All nonprofit organizations face a variety of risks and, regardless of their size or focus, their directors should regularly conduct a formal risk assessment and develop or adjust governance practices as appropriate.
First things first. Risk, as defined by BusinessDictionary.com, is A probability or threat of damage, injury, liability, loss, or any other negative occurrence that is caused by external or internal vulnerabilities, and that may be avoided through preemptive action.”
Risk management is the process of identifying legal, financial, and reputational risks and taking steps to avoid exposure to them. A well-developed risk management policy helps you respond to an emergency quickly and minimizes the effect on your operations.
Organizations without the processes and people in place to manage risk exposure are vulnerable to devastating losses if a crisis situation occurs. Addressing risk management before a problem arises decreases your nonprofits risk exposure and the potential for damages or liability.
A good place to start is by asking questions:
Financial risks: Do you know who is responsible for verifying and auditing your organizations finances? Are your financial records up to date? Do you have the checks and balances in place to prevent fraud? Are you compliant with tax regulations? Managing your non-profits financial risks involves knowing the status of your financial situation and taking steps to protect it.
Property risks: Do you have any physical security measures in place to protect your physical property? Video monitoring, alarm systems, safety and security processes, and security personnel can protect your organization from property risks such as theft or vandalism. Fire suppression systems, including smoke detectors, sprinklers and fire extinguishers, can prevent or limit fire damage.
Personal safety risks: Are your employees and volunteers safe while working for your organization? Have they been adequately trained for the jobs they are performing? Are there processes in place to deal with health and safety accidents? Is your organization liable for any accidents or injuries that occur on your property or at your events?
Reputational risks: Who manages your organizations brand and reputation? Who is responsible for reviewing content and messaging before it is presented to the public? How do you ensure that the information your organization creates or promotes, the events it sponsors and the people it associates with match your corporate goals, mission, and values? Who responds to media inquiries and publicity requests?
Liability risks: Your organization may be held responsible for the actions of your partners, contractors, employees, and volunteers even if they have signed contracts releasing you from liability and responsibility. Do you have the proper legal contracts in place with landlords, contractors, service providers, and event sponsors detailing the legal responsibilities of each party? Do you have adequate liability insurance to protect your organization? Are all employees and volunteers properly screened, hired, trained, and supervised when providing services to the public?
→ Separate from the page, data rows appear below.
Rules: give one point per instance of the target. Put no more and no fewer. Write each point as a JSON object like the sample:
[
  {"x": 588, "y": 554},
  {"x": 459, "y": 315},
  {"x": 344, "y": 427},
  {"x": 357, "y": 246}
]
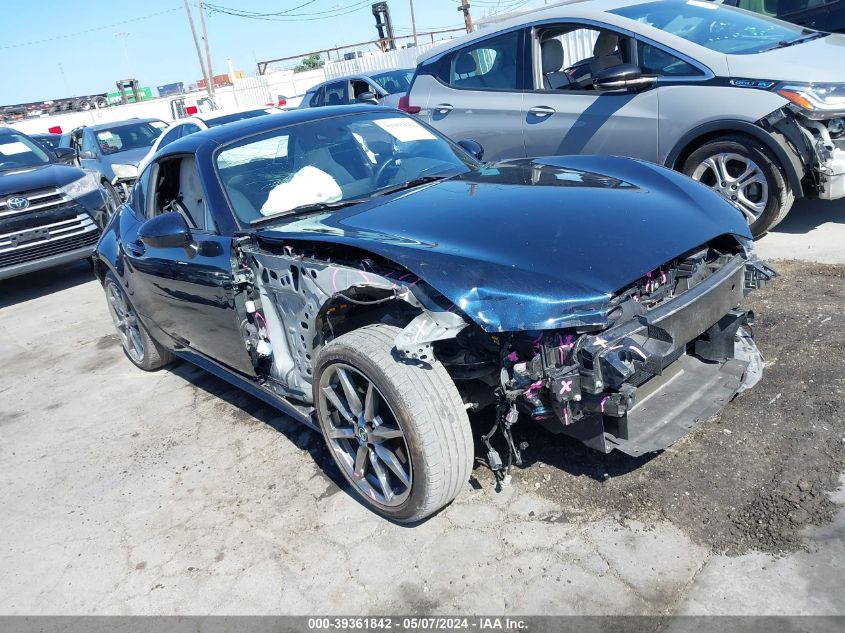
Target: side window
[
  {"x": 656, "y": 61},
  {"x": 88, "y": 144},
  {"x": 570, "y": 55},
  {"x": 178, "y": 189},
  {"x": 359, "y": 87},
  {"x": 337, "y": 93},
  {"x": 489, "y": 64},
  {"x": 316, "y": 98},
  {"x": 171, "y": 135}
]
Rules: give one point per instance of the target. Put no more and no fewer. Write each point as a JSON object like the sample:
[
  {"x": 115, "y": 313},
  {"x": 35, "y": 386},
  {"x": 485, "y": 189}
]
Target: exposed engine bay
[{"x": 675, "y": 348}]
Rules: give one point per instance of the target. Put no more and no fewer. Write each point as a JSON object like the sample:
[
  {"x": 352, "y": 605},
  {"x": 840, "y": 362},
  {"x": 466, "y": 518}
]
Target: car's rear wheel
[
  {"x": 138, "y": 345},
  {"x": 743, "y": 171},
  {"x": 398, "y": 431}
]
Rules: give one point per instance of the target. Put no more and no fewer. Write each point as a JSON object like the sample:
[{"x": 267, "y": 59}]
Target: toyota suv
[{"x": 50, "y": 213}]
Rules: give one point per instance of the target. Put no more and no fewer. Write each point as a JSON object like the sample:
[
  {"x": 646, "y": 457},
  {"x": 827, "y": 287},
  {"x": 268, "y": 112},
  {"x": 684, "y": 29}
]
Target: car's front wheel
[
  {"x": 139, "y": 346},
  {"x": 398, "y": 431},
  {"x": 743, "y": 171}
]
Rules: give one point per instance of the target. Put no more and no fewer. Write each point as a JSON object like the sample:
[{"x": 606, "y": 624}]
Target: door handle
[
  {"x": 542, "y": 111},
  {"x": 136, "y": 248}
]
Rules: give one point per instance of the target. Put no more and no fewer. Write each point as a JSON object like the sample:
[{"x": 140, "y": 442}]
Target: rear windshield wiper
[
  {"x": 416, "y": 182},
  {"x": 798, "y": 40},
  {"x": 313, "y": 207}
]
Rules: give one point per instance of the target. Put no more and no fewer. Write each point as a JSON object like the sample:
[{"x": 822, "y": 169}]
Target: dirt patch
[{"x": 756, "y": 474}]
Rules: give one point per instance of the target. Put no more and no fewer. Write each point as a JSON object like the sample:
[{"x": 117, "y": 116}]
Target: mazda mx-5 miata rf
[{"x": 376, "y": 281}]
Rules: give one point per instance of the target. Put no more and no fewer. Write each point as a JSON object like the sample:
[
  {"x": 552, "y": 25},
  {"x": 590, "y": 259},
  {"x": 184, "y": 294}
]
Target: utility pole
[
  {"x": 467, "y": 17},
  {"x": 413, "y": 23},
  {"x": 199, "y": 52},
  {"x": 207, "y": 48}
]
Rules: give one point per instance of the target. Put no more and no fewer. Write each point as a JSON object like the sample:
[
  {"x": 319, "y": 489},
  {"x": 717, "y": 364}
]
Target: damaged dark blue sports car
[{"x": 376, "y": 281}]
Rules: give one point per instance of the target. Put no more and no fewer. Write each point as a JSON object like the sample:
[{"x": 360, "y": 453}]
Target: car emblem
[{"x": 17, "y": 203}]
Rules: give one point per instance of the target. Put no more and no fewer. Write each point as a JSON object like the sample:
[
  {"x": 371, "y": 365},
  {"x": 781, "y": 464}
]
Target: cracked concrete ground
[{"x": 166, "y": 493}]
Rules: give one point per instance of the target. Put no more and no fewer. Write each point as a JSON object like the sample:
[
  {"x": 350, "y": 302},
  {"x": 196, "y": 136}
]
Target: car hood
[
  {"x": 533, "y": 244},
  {"x": 817, "y": 61},
  {"x": 41, "y": 177},
  {"x": 129, "y": 157}
]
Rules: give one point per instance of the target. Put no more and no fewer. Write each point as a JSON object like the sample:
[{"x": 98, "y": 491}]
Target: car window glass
[
  {"x": 336, "y": 93},
  {"x": 171, "y": 136},
  {"x": 490, "y": 64},
  {"x": 656, "y": 61},
  {"x": 717, "y": 27},
  {"x": 138, "y": 197},
  {"x": 131, "y": 136},
  {"x": 178, "y": 188},
  {"x": 571, "y": 55},
  {"x": 88, "y": 144},
  {"x": 330, "y": 160},
  {"x": 359, "y": 87}
]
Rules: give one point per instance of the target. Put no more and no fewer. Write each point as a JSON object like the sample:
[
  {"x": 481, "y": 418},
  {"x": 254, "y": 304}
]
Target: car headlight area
[{"x": 81, "y": 187}]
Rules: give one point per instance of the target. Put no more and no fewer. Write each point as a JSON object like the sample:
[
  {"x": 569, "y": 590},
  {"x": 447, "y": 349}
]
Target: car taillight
[{"x": 405, "y": 105}]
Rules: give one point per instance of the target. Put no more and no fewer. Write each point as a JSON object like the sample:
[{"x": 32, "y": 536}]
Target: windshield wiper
[
  {"x": 313, "y": 207},
  {"x": 798, "y": 40},
  {"x": 416, "y": 182}
]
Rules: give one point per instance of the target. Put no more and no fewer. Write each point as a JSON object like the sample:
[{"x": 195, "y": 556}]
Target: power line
[
  {"x": 94, "y": 29},
  {"x": 290, "y": 17}
]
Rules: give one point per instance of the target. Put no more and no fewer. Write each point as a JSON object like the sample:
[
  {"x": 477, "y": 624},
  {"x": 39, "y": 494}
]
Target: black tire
[
  {"x": 424, "y": 401},
  {"x": 780, "y": 194},
  {"x": 153, "y": 355}
]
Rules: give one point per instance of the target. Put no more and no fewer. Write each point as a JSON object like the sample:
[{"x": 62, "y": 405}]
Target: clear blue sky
[{"x": 46, "y": 52}]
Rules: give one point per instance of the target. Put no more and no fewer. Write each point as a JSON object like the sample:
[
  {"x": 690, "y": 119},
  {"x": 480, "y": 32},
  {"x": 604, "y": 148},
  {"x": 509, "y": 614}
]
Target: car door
[
  {"x": 475, "y": 92},
  {"x": 565, "y": 114},
  {"x": 188, "y": 294}
]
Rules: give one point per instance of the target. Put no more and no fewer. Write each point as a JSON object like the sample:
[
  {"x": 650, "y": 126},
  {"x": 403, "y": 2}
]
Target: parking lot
[{"x": 171, "y": 492}]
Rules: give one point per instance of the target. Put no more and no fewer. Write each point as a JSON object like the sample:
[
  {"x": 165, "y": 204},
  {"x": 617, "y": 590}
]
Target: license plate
[{"x": 33, "y": 235}]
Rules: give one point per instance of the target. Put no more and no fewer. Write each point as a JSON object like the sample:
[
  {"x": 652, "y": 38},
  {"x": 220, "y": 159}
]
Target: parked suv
[
  {"x": 114, "y": 150},
  {"x": 750, "y": 105},
  {"x": 386, "y": 88},
  {"x": 50, "y": 213}
]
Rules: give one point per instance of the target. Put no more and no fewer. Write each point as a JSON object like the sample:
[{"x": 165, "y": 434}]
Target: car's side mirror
[
  {"x": 472, "y": 147},
  {"x": 65, "y": 155},
  {"x": 622, "y": 77},
  {"x": 367, "y": 97},
  {"x": 168, "y": 230}
]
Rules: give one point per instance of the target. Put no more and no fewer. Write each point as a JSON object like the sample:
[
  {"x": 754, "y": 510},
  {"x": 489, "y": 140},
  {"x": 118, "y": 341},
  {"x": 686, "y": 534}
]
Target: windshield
[
  {"x": 717, "y": 27},
  {"x": 130, "y": 136},
  {"x": 17, "y": 150},
  {"x": 394, "y": 81},
  {"x": 332, "y": 160},
  {"x": 239, "y": 116}
]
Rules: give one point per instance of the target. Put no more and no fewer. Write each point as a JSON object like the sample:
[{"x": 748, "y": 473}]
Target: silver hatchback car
[{"x": 751, "y": 106}]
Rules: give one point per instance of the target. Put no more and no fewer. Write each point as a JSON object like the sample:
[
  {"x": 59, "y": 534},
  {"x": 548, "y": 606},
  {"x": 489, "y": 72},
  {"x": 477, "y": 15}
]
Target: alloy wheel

It behooves organizations to conduct risk assessments as part of its stewardship to their constituents and their donors. And, the board of directors is responsible for the oversight of the organization's operations. It should:
Develop a risk management policy. This policy would identify the risk the nonprofit faces by conducting an inventory, assessing the effect experiencing each risk would have on your organization, offering ways to prevent such risks from occurring, and outlining risk response strategies in the event of an unpreventable crisis.
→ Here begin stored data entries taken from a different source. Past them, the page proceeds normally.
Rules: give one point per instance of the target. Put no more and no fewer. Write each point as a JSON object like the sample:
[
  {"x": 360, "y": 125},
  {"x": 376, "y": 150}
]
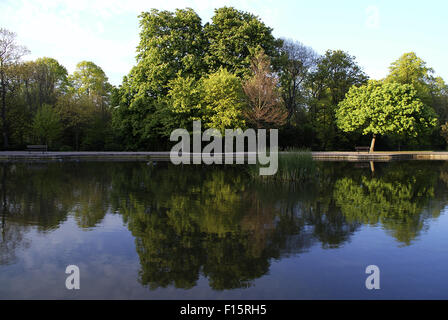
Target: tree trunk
[
  {"x": 3, "y": 113},
  {"x": 372, "y": 145}
]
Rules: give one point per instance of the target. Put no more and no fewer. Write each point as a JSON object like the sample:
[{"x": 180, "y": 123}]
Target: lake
[{"x": 159, "y": 231}]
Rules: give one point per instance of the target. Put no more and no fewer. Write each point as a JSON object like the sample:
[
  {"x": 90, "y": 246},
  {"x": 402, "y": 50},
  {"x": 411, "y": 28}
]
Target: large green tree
[
  {"x": 10, "y": 55},
  {"x": 380, "y": 108},
  {"x": 233, "y": 37},
  {"x": 336, "y": 72}
]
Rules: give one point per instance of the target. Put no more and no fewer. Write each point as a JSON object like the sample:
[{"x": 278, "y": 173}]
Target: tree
[
  {"x": 410, "y": 69},
  {"x": 222, "y": 101},
  {"x": 336, "y": 72},
  {"x": 90, "y": 80},
  {"x": 172, "y": 45},
  {"x": 384, "y": 108},
  {"x": 265, "y": 108},
  {"x": 44, "y": 80},
  {"x": 46, "y": 125},
  {"x": 10, "y": 54},
  {"x": 297, "y": 61},
  {"x": 233, "y": 35}
]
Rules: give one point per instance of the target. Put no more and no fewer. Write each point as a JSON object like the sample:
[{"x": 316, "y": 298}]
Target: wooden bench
[
  {"x": 362, "y": 149},
  {"x": 39, "y": 147}
]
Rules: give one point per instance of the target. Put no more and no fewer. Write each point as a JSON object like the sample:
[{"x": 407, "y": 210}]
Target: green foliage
[
  {"x": 385, "y": 108},
  {"x": 336, "y": 72},
  {"x": 46, "y": 125},
  {"x": 222, "y": 101},
  {"x": 295, "y": 165},
  {"x": 234, "y": 36}
]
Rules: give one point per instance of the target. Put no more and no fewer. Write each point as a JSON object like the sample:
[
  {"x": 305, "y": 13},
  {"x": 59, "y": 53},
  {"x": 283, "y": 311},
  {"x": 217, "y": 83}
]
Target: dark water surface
[{"x": 166, "y": 232}]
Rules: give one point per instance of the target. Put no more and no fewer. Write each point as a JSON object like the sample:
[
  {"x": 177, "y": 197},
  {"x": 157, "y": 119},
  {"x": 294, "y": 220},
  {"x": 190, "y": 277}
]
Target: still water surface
[{"x": 139, "y": 231}]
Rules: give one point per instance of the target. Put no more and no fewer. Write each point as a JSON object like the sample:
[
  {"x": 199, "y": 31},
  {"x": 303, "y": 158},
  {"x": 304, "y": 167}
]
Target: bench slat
[{"x": 36, "y": 147}]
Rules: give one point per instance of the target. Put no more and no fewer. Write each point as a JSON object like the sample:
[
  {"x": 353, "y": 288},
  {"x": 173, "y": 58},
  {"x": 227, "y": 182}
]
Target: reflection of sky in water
[{"x": 110, "y": 266}]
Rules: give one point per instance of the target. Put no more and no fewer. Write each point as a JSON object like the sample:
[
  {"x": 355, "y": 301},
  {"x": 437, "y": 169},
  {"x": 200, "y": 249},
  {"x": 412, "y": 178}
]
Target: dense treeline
[{"x": 230, "y": 72}]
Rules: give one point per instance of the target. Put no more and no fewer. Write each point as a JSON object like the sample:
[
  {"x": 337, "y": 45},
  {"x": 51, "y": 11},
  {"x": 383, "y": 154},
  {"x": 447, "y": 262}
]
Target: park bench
[
  {"x": 39, "y": 147},
  {"x": 360, "y": 149}
]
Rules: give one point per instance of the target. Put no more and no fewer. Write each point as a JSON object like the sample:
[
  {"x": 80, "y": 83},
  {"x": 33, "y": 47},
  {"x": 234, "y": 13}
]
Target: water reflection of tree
[
  {"x": 218, "y": 223},
  {"x": 399, "y": 199}
]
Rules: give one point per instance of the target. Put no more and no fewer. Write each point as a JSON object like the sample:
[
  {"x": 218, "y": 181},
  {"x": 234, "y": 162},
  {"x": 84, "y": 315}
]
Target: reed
[{"x": 295, "y": 165}]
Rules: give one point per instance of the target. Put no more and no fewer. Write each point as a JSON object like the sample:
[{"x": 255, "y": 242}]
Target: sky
[{"x": 106, "y": 32}]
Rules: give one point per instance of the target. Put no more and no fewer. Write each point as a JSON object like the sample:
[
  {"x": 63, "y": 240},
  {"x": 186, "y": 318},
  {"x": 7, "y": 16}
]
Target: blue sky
[{"x": 376, "y": 32}]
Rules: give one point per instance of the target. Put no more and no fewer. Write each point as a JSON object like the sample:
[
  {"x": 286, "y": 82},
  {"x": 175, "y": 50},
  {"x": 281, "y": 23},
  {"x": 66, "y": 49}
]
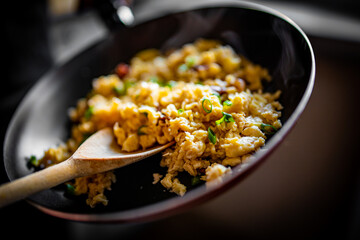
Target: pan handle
[{"x": 115, "y": 13}]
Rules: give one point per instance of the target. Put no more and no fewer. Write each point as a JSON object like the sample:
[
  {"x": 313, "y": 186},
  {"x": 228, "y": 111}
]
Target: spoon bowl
[{"x": 99, "y": 153}]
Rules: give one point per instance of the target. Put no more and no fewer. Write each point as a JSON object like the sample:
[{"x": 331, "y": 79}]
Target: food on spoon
[{"x": 204, "y": 96}]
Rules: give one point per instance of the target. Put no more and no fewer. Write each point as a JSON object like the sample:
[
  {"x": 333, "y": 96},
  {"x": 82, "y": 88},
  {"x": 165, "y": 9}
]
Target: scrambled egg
[{"x": 204, "y": 96}]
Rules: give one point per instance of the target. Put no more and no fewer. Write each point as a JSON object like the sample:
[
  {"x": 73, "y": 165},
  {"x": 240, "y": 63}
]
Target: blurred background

Set risk management goals, review compliance to plan and mandates by state and accrediting organizations, establish policies and standards to reduce risk, and review this annual risk management policy yearly.
Ensure that the organization periodically identifies, analyzes, and prioritizes legal/ethical misconduct and compliance risks specific to the operations and culture of the organization.
Begin to have risk assessment and management” conversations. These are the kinds of conversations that be part of the board's governance function. Governance is about assessing future threats and risks. If this topic is not part of your board meeting agendas, then make it.
Identify the type of risks the organization faces and analyze the likelihood of their occurring. What would the impact be on the organization if the risk occurred? Determine its willingness to take the risk, reduce and control the risk if needed, and then monitor it.
It behooves organizations to conduct thorough risk assessments, develop risk management policies, and include risk management discussions at a governance level that will allow them to proactively plan for possible changes that may have a disastrous impact on their bottom-line.
While nonprofits can't predict the future, they can and should have a system in place as part of their core governance function that focuses on risk assessment and management.